CT Grandmother Carries Baby for Daughter

Ask anybody who knows Keegan Montero and they’ll tell you, she was born to be a mom.

"It's what I've always wanted," said Keegan, a Harwinton resident.

Keegan might have developed that desire for children from her own mom, Jan Prenoveau.  She is a mother of seven.

"Those were the best times.  I'm jealous when I hear some body's going into the hospital to have a baby," said Jan.

About a year after Keegan married, the family was thrilled, but not exactly surprised when they learned she was expecting.

"We were all happy for her because we knew that's what she really wanted," said her mom.

"We were really excited," said Keegan.

But a couple months into the pregnancy Keegan miscarried.  She would eventually learn there was more heartache to come.

"We were just devastated.  It kept happening.  We kept getting more depressed," said Keegan.  “I didn't really feel like a woman.  Was it my fault?”

It became clear that Keegan could achieve a pregnancy without much difficulty.  However, holding onto it was a whole other story.  In all, she had five miscarriages.

She eventually enlisted the help of Reproductive Endocrinologist, Claudio Benadiva, at UCONN’s Center for Advanced Reproductive Services.

Two attempts at pregnancy with the assistance of in vitro fertilization failed.

"Anything that could go wrong with these pregnancies, went wrong," said Jan.

Jan saw her daughter's desperation and offered a solution.

"I just kept thinking about it," Jan said.  “Once you start thinking about something and you get it in your head.  You keep thinking about it and thinking about it.”

"My mother kept saying use me, use me.  I have 7 children!" Keegan said.
"She just kept pushing it.
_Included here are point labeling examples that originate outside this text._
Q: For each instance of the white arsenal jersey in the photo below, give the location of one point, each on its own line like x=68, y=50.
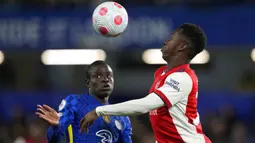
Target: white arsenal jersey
x=178, y=121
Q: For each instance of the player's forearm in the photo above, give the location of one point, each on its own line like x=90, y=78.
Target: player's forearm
x=132, y=107
x=54, y=134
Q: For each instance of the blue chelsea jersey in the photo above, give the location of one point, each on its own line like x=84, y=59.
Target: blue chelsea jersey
x=71, y=111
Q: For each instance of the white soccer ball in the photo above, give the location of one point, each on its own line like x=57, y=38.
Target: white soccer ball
x=110, y=19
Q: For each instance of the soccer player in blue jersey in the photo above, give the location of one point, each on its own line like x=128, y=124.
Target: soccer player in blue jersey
x=65, y=122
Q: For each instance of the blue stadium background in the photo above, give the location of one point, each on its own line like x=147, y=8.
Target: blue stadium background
x=28, y=28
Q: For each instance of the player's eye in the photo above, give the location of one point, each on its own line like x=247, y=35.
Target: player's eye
x=97, y=76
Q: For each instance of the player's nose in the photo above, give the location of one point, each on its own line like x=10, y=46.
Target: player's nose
x=105, y=79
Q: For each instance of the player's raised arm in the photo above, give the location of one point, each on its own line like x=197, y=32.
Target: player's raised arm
x=176, y=87
x=126, y=135
x=59, y=121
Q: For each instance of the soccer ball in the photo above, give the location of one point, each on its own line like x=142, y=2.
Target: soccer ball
x=110, y=19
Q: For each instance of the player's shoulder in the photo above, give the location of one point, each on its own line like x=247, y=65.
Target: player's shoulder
x=180, y=79
x=123, y=119
x=69, y=101
x=159, y=71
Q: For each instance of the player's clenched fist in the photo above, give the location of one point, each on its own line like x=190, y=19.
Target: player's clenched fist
x=48, y=114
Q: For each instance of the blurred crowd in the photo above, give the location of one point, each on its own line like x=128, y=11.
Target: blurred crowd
x=48, y=4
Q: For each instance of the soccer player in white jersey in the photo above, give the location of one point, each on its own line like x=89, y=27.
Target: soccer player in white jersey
x=172, y=100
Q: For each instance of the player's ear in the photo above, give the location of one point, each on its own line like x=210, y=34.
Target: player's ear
x=182, y=46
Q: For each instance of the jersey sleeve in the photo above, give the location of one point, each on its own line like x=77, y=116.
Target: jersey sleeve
x=56, y=134
x=177, y=86
x=126, y=136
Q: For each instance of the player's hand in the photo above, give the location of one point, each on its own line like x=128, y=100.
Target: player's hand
x=48, y=114
x=88, y=120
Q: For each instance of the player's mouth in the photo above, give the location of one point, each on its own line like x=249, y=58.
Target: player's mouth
x=106, y=87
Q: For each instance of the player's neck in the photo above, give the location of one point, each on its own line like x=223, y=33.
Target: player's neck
x=103, y=100
x=176, y=62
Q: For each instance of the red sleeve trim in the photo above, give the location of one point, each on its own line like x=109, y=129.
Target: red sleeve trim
x=164, y=98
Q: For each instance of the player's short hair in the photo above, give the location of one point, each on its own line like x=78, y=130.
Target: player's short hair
x=94, y=64
x=196, y=37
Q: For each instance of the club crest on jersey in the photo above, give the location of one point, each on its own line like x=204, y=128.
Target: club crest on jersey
x=105, y=135
x=62, y=105
x=118, y=125
x=157, y=85
x=154, y=112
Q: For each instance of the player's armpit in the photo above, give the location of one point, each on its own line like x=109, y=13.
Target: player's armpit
x=132, y=107
x=66, y=114
x=177, y=86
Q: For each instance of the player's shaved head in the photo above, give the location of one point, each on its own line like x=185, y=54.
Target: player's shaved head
x=93, y=65
x=99, y=80
x=196, y=38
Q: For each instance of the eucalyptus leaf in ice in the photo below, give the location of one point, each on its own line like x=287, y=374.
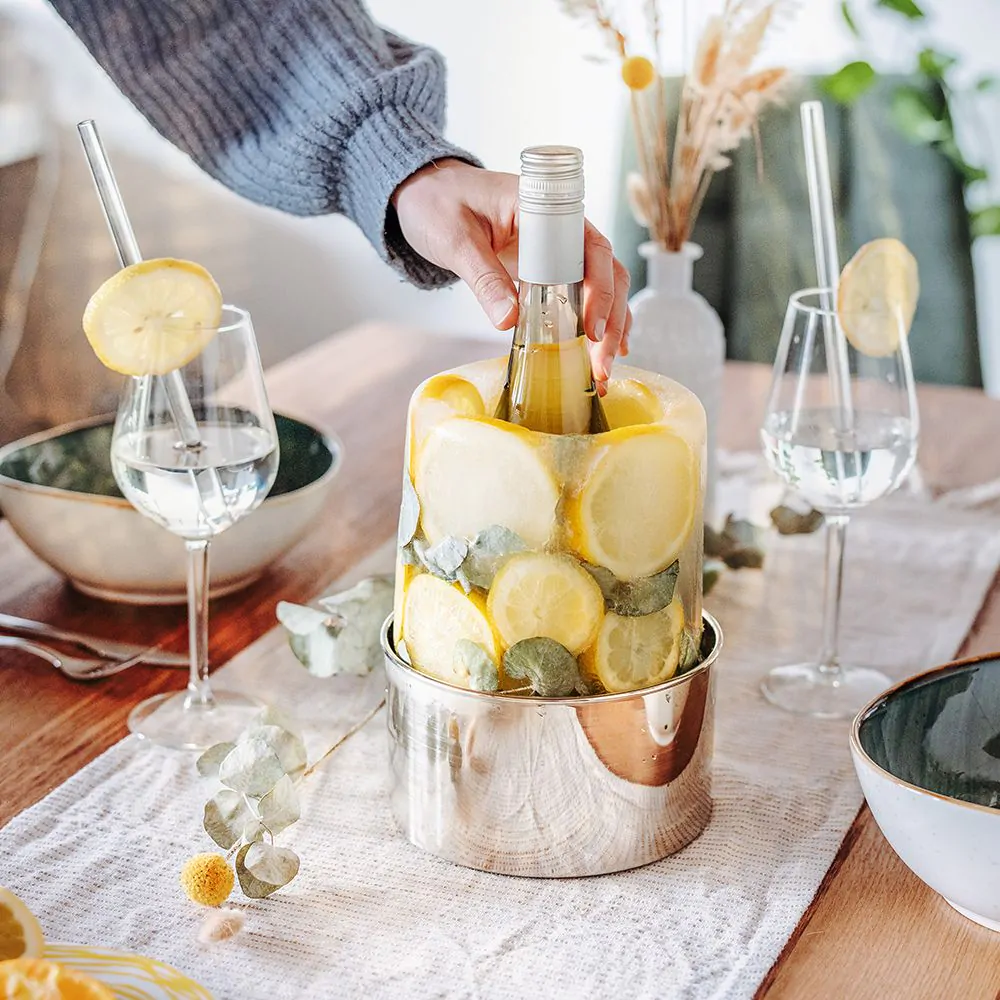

I want to help, I want to help, I want to help.  She wanted to do anything she could to help.”

Anything, including carrying a baby for Keegan.

Keegan says initially she and her husband were “weirded out” by the idea.  But eventually they came around.

“We said OK, mom.  We'll take your word for it.  Let's go.”

Next, they had to convince Dr. Benadiva to go along with the idea of the grandmother carrying the baby.

"At first, I was surprised, shocked and a little bit skeptical," said Dr. Benadiva.

But after consulting his colleagues he realized it wasn’t a bad idea.

“We all agreed it did make sense medically,” he said.

Jan was fifty at the time but an avid runner and in excellent health.

Using in vitro fertilization doctors transferred two of Keegan's embryos inside her mother’s uterus. 

On the same day, they also transferred two embryos inside Keegan.

Keegan will never forget the call from the doctor's office with the pregnancy test results.

"They were really blunt and she said, you're not pregnant but your mother is," Keegan said.

“It gave me more hope because she is a strong woman and has had seven so I thought this could be the one.”

From that point forward, this mother and daughter lived the journey of pregnancy through a grandmother.

“We were there at every ultra sound and it felt like natural, normal,” said Keegan.

“I knew it was their baby I never felt it was mine.  There was a special connection with us. I believe we'll always have because of that,” said Jan.

Doctor Benadiva says three grandmothers have carried babies for their daughters at UCONN.  All have been successful.

"From all of the things that we do here I think it's been one of the most rewarding treatments we've done because it's very unique.  You can really help the whole family," Dr. Benadiva said.

On August 20, 2007, baby Ireland Montero arrived.

“She came out screaming and she was just beautiful,” Keegan said.

"I couldn't believe I had her after all those years of trying and feeling I knew she was coming and I finally had her.”

Now, a year and a half later, Keegan has settled into the role she's always wanted.

“The best reward is to be the mother.  I feel like that's what I was here to do, to be a mom and I'm very grateful to have her and to be the mom I always wanted to be.”

It’s a gift Keegan wouldn’t have without her own mother.

"I was really humbled and grateful she would do that for me," she said.   “This is how it was supposed to happen.”

The family is now looking forward to doing this all over again next year.

"I don't know what's going to happen.  I have four other daughters younger than her [Keegan].  I hope they don't have this problem.  I'll be in my 60's doing this," said Jan.

"I think she can do anything.  She's invincible to me," said Keegan.